Markus Bauer (43, SPD), Sabine Dirlich (59, Die Linke) und Gunnar Schellenberger (54, CDU) stellen sich der Wahl: Sie wollen Landrat im Salzlandkreis werden. Beim Volksstimme-Forum im Salzelmer Dr.-Tolberg-Saal standen die drei Kandidaten Rede und Antwort.

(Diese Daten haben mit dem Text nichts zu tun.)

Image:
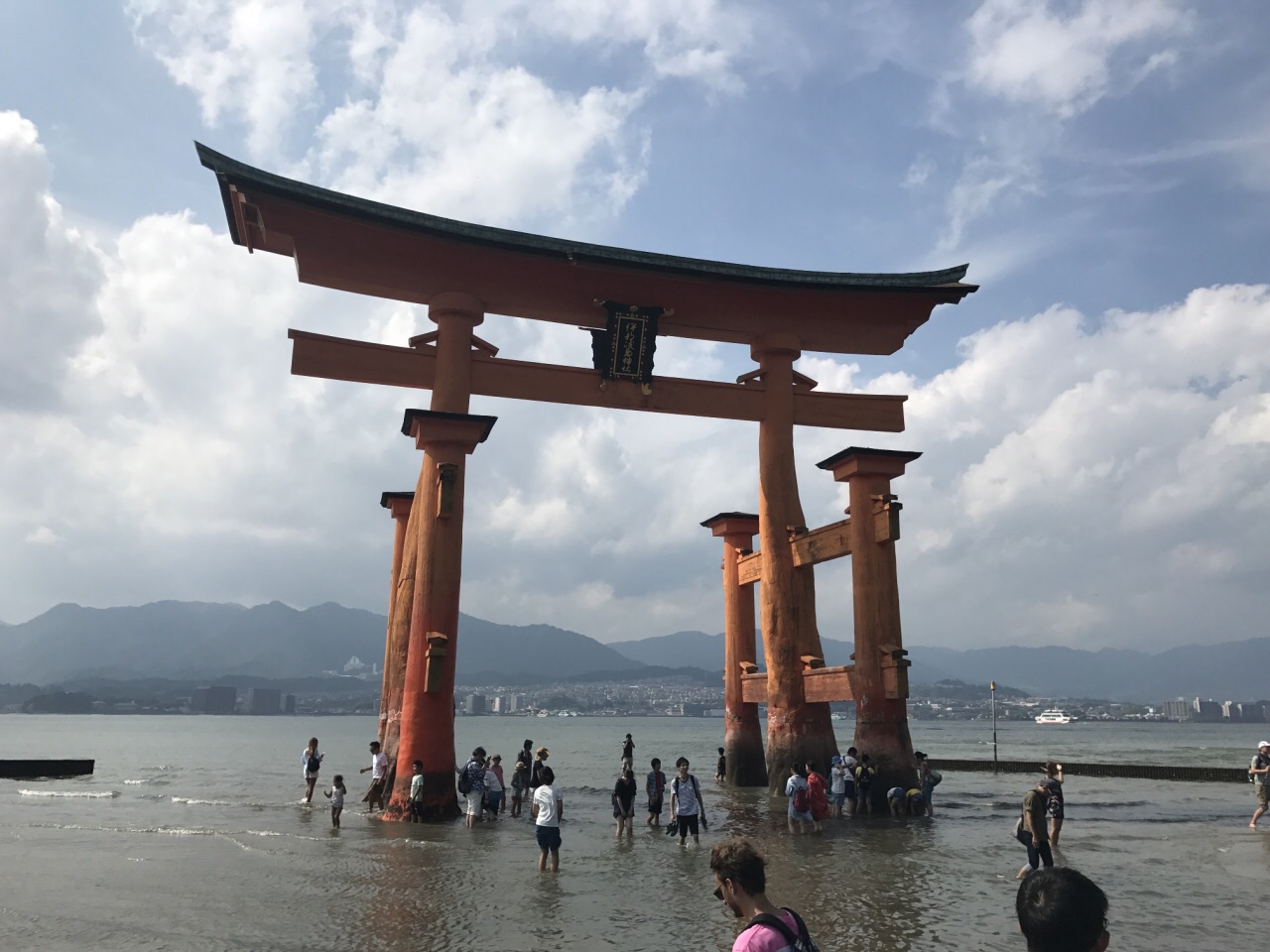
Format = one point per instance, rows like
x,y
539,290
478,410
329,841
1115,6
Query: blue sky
x,y
1095,419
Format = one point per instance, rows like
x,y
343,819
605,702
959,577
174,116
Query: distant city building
x,y
1252,711
214,699
263,701
1207,711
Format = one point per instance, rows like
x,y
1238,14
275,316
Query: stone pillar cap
x,y
855,461
441,426
728,524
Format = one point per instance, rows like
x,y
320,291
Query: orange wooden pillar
x,y
429,698
797,730
394,649
881,724
429,584
743,742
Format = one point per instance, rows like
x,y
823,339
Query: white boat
x,y
1055,717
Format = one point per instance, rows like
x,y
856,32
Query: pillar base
x,y
889,747
743,747
798,735
440,798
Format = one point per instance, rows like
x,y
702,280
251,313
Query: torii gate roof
x,y
370,248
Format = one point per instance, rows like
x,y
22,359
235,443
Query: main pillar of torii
x,y
881,722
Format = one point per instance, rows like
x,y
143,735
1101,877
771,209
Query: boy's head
x,y
738,871
1061,910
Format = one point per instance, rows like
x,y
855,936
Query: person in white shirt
x,y
548,809
837,785
686,803
379,770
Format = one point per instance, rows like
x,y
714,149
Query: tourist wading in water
x,y
548,810
624,801
1055,780
335,794
313,763
740,884
656,788
1033,832
688,810
471,784
379,770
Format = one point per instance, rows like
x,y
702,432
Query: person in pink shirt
x,y
740,884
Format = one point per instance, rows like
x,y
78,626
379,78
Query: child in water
x,y
335,794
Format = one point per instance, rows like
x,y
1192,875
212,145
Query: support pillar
x,y
427,595
743,743
429,697
797,730
394,649
881,722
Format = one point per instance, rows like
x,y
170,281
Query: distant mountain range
x,y
190,640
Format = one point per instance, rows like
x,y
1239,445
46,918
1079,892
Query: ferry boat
x,y
1055,717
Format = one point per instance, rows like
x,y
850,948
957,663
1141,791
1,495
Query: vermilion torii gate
x,y
461,272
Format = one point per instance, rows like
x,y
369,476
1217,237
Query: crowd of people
x,y
1058,909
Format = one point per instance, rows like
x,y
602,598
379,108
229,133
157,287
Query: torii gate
x,y
461,272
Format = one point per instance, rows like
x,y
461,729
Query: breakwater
x,y
1147,772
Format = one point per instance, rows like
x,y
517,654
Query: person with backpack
x,y
312,762
1259,772
521,775
656,788
688,809
740,884
865,774
471,784
928,780
820,792
801,800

Schönebeck l Markus Bauer spricht von "regionalen Identitäten", Sabine Dirlich von "lokalen Anziehungspunkten" und Gunnar Schellenberger hat die "Marke Salzlandkreis" im Blick. Alle drei Politiker sind angetreten, um diesen Kreis künftig zu leiten. Sie stellen sich am 25. Mai der Wahl um den Chefposten im Landratsamt. Und sie verstehen diese neue Aufgabe zuerst als Gestalter mit öffentlicher Wahrnehmung und Präsenz, weniger als Verwaltungschefs. Bauer, Dirlich und Schellenberger sehen ein Salzland mit vielen Potenzialen, mit wirtschaftlicher Kraft, mit gut ausgebauten Bildungsstandorten, mit starken Regionen, mit sozialer Vielfalt, touristischen Anziehungspunkten und mit kulturellem Reichtum.

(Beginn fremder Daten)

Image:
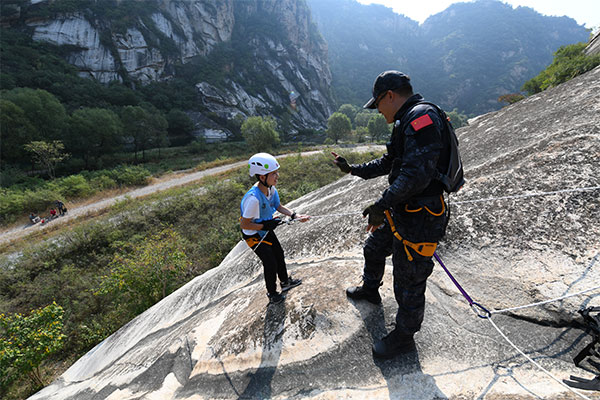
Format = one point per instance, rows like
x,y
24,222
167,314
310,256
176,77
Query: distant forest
x,y
465,57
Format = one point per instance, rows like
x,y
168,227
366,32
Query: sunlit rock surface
x,y
217,338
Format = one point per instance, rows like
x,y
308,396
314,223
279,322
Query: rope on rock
x,y
482,312
488,199
544,302
535,363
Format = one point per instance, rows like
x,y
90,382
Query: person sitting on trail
x,y
61,207
258,225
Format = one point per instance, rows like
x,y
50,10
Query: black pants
x,y
270,253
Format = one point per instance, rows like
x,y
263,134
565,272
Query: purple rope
x,y
477,308
464,293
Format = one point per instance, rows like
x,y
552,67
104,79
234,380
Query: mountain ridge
x,y
464,57
216,336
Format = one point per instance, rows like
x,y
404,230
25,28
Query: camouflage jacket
x,y
413,153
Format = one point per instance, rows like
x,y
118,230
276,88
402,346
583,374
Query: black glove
x,y
342,164
271,224
376,215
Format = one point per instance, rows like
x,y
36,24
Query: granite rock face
x,y
284,69
217,338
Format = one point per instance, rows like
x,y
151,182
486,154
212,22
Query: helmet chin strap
x,y
265,183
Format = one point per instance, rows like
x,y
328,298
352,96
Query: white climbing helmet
x,y
262,164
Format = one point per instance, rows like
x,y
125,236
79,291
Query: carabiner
x,y
480,310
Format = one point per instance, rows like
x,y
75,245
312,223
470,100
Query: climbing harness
x,y
426,249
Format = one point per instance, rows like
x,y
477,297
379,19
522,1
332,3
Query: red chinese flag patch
x,y
421,122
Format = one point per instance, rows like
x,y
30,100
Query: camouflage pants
x,y
410,277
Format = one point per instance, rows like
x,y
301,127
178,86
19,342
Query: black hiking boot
x,y
290,283
393,344
275,298
364,293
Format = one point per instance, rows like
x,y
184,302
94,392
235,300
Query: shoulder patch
x,y
421,122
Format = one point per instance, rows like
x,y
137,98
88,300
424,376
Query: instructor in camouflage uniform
x,y
410,217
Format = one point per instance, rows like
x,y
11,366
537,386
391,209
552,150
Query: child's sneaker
x,y
290,283
275,298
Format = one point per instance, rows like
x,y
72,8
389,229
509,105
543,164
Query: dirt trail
x,y
9,235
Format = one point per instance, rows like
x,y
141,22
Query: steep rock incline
x,y
217,338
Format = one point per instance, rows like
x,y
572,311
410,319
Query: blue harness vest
x,y
267,207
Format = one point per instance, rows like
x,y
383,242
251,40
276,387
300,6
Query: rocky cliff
x,y
217,338
254,57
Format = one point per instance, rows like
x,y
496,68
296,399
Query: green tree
x,y
349,111
569,61
362,118
338,126
510,98
136,126
158,130
49,154
260,133
94,132
15,131
180,127
26,341
43,110
378,127
143,275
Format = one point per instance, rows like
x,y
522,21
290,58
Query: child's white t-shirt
x,y
251,208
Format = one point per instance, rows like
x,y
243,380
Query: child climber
x,y
258,224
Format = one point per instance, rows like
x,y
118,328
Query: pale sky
x,y
585,12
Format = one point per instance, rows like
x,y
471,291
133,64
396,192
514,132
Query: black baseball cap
x,y
387,80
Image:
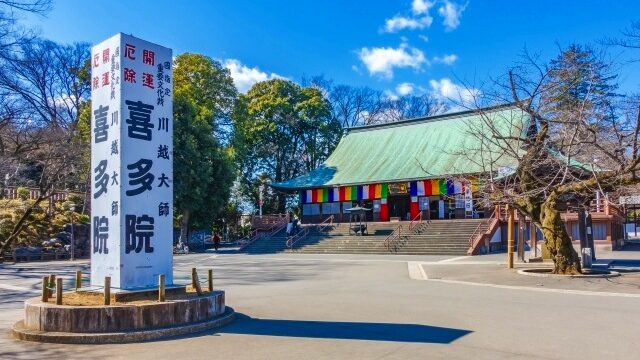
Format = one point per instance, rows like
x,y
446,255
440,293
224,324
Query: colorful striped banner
x,y
442,184
431,187
413,188
345,193
457,187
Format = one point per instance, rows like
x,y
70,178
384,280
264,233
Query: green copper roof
x,y
433,147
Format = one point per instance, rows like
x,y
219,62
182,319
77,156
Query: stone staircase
x,y
268,244
439,237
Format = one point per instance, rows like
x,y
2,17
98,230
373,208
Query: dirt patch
x,y
586,273
92,298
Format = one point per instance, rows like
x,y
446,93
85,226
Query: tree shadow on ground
x,y
408,333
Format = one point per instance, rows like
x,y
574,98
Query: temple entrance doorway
x,y
399,206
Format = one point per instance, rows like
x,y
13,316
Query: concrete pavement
x,y
362,307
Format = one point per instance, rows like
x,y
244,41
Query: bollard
x,y
52,283
59,291
45,291
107,290
210,279
161,288
195,282
78,280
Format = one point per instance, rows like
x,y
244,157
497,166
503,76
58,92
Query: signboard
x,y
630,200
398,188
131,163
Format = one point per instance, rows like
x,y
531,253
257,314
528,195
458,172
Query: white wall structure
x,y
131,163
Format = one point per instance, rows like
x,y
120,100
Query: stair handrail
x,y
277,227
477,235
417,220
328,222
297,237
393,237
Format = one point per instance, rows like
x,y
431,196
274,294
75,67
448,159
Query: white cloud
x,y
404,89
451,13
398,23
381,61
244,77
447,59
445,89
421,6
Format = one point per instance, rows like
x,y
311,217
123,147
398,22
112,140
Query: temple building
x,y
433,168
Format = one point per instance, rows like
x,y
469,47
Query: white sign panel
x,y
131,162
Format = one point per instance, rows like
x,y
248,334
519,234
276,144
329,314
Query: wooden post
x,y
510,242
107,290
195,282
45,291
210,279
533,236
521,242
161,288
78,280
52,283
59,291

Alle Kandidaten stimmen aber auch darin überein, dass es im 2007 geborenen Salzlandkreis noch an einer gemeinsamen Identität fehle. Markus Bauer glaubt nicht, dass man diesen Gemeinsinn von "oben nach unten" anordnen kann. "Jede Region hat ihre eigene Geschichte und ihre eigene Tradition. Das ist auch gut so. Das muss transportiert werden", sagt der SPD-Kandidat. In dem Bewusstsein, dass die Vielfalt den einen Salzlandkreis ausmache, müssten die künftigen Generationen aufwachsen.

Sabine Dirlich bringt das auf die Formel: "Die Bürger müssen den Kreis als Gewinn empfinden." Das betreffe aber nicht nur die Breite der Gesellschaft, sondern auch die politische Entscheidungsebene. Und hier, so die Politikerin der Partei Die Linke, hätte der Kreistag oft nicht stark genug agiert. "Der Krankenhausverkauf ist das Paradebeispiel, wie es nicht laufen darf, wenn die Regionen gegeneinander arbeiten. Das verstehen auch die Bürger nicht mehr. Wenn durch Verzögerung und Taktieren Zeit und Geld verlorengehen."

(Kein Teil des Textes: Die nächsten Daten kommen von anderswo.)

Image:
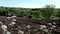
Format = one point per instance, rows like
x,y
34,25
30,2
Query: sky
x,y
29,3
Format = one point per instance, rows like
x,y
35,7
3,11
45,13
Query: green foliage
x,y
48,12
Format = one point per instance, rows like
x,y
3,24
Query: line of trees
x,y
47,12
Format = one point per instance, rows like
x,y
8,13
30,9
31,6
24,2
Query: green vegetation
x,y
47,12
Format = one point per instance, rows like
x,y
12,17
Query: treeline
x,y
47,12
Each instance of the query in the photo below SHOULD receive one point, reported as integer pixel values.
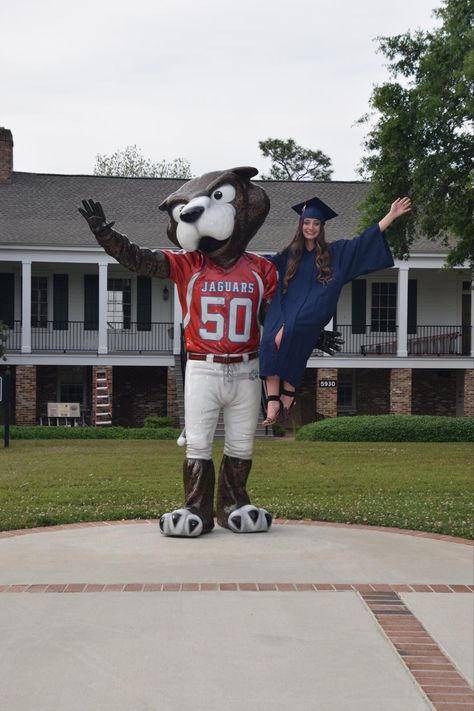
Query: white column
(329, 327)
(102, 349)
(402, 311)
(177, 320)
(26, 306)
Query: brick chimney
(6, 155)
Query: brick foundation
(372, 386)
(434, 392)
(25, 395)
(400, 391)
(469, 392)
(138, 392)
(326, 398)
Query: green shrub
(390, 428)
(43, 432)
(157, 421)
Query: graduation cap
(314, 208)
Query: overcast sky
(203, 80)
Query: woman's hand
(398, 208)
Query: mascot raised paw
(223, 292)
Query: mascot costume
(224, 292)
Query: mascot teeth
(182, 523)
(249, 519)
(204, 217)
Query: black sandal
(287, 410)
(268, 421)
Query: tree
(130, 163)
(293, 162)
(421, 144)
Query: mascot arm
(145, 262)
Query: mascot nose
(192, 214)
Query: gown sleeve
(368, 252)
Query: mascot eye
(225, 193)
(176, 211)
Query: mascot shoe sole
(249, 519)
(181, 523)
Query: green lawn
(424, 486)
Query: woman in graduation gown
(311, 275)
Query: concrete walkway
(115, 617)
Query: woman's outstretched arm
(400, 207)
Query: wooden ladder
(103, 414)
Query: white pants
(212, 387)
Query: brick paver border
(428, 665)
(280, 521)
(361, 588)
(434, 672)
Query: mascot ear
(245, 172)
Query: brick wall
(3, 369)
(138, 392)
(400, 391)
(25, 395)
(469, 392)
(372, 386)
(46, 388)
(434, 392)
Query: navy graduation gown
(308, 305)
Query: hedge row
(390, 428)
(38, 432)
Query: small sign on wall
(327, 383)
(64, 409)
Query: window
(119, 303)
(384, 306)
(345, 390)
(39, 302)
(71, 382)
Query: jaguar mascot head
(217, 213)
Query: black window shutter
(91, 302)
(143, 303)
(7, 298)
(60, 302)
(412, 305)
(359, 304)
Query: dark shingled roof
(40, 210)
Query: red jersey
(221, 306)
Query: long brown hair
(322, 257)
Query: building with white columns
(75, 316)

Wie alle anderen Kandidaten sagt Gunnar Schellenberger, dass das wachsende "Wir-Gefühl" ein langer Prozess sei. Aber im Salzland sei man auf einem guten Weg, schätzt der Christdemokrat ein. Schellenberger plädiert für ein gemeinsames Kulturkonzept im Landkreis. In diesen Bereichen sei man bereits sehr weit. So empfinde sich die Mitteldeutsche Kammerphilharmonie Schönebeck längst nicht mehr nur als Stadtorchester. In dieses Gefühl müssten sich auch Kreisbibliothek Aschersleben und Kreismuseum Schönebeck gesellen. Die Salzländer müssten diese Leuchttürme als die ihrigen anerkennen, egal ob in Staßfurt, Schönebeck, Egeln oder andernorts. Sabine Dirlich nennt in diesem Zusammenhang ein ganz konkretes Beispiel: "Wir haben mit Aschersleben die älteste Stadt in Sachsen-Anhalt. Das ist doch etwas, worauf der gesamte Kreis stolz sein kann." Und Gunnar Schellenberger zieht sein Fazit: "Das Besondere erklären, die Leute mitnehmen und zusammen den Salzlandkreis leben."